Now, nearly 18 years later, some are being forced to relive it.
“Four good men are dead because of one person's greed,” says retired Seattle Police Detective Stephen O’Leary.
O'Leary led the investigation that brought the conviction of Martin Pang, son of the warehouse owners. Shortly after the fire, Pang fled to Brazil, saying he was the focus of a witch hunt.
Eventually, he confessed to setting the fire.
“Remember, just prior to the fire, Pang called the insurance agent for the building and told them the building was going to burn.
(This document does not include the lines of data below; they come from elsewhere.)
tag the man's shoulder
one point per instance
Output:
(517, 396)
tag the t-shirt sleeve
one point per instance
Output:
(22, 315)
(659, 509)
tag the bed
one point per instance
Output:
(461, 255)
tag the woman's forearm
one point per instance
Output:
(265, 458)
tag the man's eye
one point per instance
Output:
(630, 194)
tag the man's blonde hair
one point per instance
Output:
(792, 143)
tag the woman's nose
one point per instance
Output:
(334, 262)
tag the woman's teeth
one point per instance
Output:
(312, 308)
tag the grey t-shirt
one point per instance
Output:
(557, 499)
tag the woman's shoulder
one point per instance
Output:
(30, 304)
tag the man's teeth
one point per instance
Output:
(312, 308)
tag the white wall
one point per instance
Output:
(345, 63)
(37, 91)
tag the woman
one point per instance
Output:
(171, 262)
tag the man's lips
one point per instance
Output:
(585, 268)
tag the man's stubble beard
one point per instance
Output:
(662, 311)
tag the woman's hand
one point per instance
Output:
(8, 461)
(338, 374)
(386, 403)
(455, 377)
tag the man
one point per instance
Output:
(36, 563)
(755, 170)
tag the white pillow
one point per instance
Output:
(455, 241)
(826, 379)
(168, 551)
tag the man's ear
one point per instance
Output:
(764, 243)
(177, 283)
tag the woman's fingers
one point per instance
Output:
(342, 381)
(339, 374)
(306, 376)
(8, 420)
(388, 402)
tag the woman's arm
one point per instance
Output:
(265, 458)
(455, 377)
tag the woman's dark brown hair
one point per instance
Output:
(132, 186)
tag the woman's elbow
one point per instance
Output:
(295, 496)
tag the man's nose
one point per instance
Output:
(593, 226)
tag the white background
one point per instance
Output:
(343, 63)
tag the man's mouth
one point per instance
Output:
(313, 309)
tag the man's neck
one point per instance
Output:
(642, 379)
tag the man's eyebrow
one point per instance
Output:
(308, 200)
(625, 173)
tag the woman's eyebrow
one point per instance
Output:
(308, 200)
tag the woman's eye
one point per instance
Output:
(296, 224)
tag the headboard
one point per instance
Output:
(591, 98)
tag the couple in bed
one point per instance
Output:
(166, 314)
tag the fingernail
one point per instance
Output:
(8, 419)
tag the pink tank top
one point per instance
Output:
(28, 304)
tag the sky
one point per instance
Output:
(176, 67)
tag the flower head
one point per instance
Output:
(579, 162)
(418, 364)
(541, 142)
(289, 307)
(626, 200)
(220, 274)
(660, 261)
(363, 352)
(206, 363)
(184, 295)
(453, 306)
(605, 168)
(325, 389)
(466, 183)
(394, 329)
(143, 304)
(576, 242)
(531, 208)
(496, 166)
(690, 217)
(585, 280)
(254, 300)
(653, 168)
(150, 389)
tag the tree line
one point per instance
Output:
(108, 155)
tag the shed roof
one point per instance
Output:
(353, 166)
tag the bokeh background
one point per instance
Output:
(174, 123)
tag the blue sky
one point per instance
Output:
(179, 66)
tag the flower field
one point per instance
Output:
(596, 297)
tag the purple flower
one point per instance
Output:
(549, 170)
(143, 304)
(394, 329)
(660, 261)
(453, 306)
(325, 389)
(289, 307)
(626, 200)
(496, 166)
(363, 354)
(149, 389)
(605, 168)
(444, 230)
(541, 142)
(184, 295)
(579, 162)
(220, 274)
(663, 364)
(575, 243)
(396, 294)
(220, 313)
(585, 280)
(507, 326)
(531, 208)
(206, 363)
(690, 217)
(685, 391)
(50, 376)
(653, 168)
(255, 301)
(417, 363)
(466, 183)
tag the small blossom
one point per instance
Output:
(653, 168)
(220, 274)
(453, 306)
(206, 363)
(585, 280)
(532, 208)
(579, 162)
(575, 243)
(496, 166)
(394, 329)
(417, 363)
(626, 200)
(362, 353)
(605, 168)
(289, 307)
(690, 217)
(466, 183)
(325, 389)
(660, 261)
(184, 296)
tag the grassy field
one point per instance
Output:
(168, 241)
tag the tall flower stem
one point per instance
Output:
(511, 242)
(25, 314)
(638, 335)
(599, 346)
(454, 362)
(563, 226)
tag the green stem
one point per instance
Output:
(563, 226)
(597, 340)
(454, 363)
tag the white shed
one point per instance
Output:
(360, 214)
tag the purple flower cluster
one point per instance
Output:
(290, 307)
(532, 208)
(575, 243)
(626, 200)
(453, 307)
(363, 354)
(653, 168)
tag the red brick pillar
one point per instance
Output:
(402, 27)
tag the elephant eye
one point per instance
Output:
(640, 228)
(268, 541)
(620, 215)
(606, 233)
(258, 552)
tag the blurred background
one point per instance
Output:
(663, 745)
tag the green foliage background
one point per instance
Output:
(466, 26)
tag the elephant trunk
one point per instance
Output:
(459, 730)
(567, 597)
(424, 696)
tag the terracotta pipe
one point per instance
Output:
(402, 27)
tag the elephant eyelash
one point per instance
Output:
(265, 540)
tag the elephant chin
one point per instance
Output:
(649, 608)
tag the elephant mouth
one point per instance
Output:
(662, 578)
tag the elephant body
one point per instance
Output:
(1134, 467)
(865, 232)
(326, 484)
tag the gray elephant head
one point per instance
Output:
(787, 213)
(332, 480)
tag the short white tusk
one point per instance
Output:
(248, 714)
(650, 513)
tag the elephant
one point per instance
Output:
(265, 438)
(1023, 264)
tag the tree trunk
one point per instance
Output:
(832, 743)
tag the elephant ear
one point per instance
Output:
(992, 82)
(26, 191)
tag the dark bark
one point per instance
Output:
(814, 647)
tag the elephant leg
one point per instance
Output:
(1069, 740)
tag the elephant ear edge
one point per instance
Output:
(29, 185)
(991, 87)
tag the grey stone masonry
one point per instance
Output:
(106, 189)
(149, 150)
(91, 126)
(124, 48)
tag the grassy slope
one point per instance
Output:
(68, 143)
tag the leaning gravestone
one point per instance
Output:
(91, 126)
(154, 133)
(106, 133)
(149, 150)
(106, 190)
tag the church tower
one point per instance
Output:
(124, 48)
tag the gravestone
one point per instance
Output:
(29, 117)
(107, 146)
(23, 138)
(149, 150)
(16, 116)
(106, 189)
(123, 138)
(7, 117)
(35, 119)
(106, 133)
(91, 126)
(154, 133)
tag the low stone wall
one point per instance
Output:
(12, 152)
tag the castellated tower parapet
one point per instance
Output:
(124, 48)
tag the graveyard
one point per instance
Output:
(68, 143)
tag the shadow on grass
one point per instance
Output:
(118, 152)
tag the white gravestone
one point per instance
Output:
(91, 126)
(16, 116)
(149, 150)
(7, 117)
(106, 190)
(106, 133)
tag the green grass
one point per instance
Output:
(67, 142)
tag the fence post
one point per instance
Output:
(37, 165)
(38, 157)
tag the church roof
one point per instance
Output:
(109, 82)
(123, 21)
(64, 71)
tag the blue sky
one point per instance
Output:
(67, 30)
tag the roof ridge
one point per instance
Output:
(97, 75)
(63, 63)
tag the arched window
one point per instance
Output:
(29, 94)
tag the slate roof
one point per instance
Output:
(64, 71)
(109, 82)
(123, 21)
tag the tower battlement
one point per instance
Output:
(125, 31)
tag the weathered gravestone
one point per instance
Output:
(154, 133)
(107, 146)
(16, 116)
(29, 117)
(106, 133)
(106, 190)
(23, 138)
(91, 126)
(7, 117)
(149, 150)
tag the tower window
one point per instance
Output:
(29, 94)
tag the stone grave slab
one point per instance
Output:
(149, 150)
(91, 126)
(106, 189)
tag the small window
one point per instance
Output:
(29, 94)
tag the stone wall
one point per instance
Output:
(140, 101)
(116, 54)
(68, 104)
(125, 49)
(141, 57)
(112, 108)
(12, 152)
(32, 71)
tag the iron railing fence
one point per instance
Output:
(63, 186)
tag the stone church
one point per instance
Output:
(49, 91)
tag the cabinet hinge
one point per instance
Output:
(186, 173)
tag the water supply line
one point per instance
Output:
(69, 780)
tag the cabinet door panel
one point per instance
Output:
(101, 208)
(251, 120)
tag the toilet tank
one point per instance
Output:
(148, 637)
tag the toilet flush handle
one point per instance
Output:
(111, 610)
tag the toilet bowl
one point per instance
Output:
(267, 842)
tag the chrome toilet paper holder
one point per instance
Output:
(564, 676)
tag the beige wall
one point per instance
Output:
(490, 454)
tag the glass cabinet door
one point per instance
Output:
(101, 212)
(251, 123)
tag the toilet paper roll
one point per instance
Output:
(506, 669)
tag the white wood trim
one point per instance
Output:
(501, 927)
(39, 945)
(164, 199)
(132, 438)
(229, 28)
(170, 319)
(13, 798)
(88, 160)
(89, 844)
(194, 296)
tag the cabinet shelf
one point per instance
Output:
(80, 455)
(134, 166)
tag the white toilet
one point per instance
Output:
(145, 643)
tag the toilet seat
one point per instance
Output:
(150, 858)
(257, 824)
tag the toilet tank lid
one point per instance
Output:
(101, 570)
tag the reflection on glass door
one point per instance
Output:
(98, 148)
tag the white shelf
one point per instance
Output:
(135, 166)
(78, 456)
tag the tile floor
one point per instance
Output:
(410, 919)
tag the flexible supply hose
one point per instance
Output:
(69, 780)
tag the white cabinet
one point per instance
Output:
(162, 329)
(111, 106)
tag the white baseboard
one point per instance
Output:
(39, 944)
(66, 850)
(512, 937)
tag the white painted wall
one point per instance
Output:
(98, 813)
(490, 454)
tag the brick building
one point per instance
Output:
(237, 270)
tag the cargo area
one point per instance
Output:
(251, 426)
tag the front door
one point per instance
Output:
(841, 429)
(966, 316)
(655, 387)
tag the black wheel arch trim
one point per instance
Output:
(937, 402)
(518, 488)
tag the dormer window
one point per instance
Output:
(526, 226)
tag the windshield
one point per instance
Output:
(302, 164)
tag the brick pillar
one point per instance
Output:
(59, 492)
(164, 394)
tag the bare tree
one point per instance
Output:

I can't imagine anyone else setting fire to that building, and it was done for the sole purpose of collecting insurance,” said O’Leary.
But now Pang has hired a new lawyer who claims "secret documents" show investigators and prosecutors believed Pang was in California at the time of the fire.
Attorney Jeff Ellis says his client’s confession was coerced and that Pang only admitted to arson to avoid murder charges.
O'Leary says that's nonsense and that Pang went so far as to draw a diagram of exactly how he set the fire.
“He's basically calling everybody's integrity into question,” said O’Leary. “I don't appreciate that.”
In his confession, Pang said he was in California, but flew back to Seattle, set the fire, and flew back to same day.
Now, nearly 18 years after four families lost fathers, brothers and husbands, O'Leary says the case should be put to rest.
“These families suffered immeasurably. You have no idea how much there is an impact when you lose a loved one. You could call it manslaughter. I call it a homicide. These guys were murdered.”
Martin Pang was convicted of four counts of manslaughter and was sentenced to 35 years. He is eligible for parole in 2018.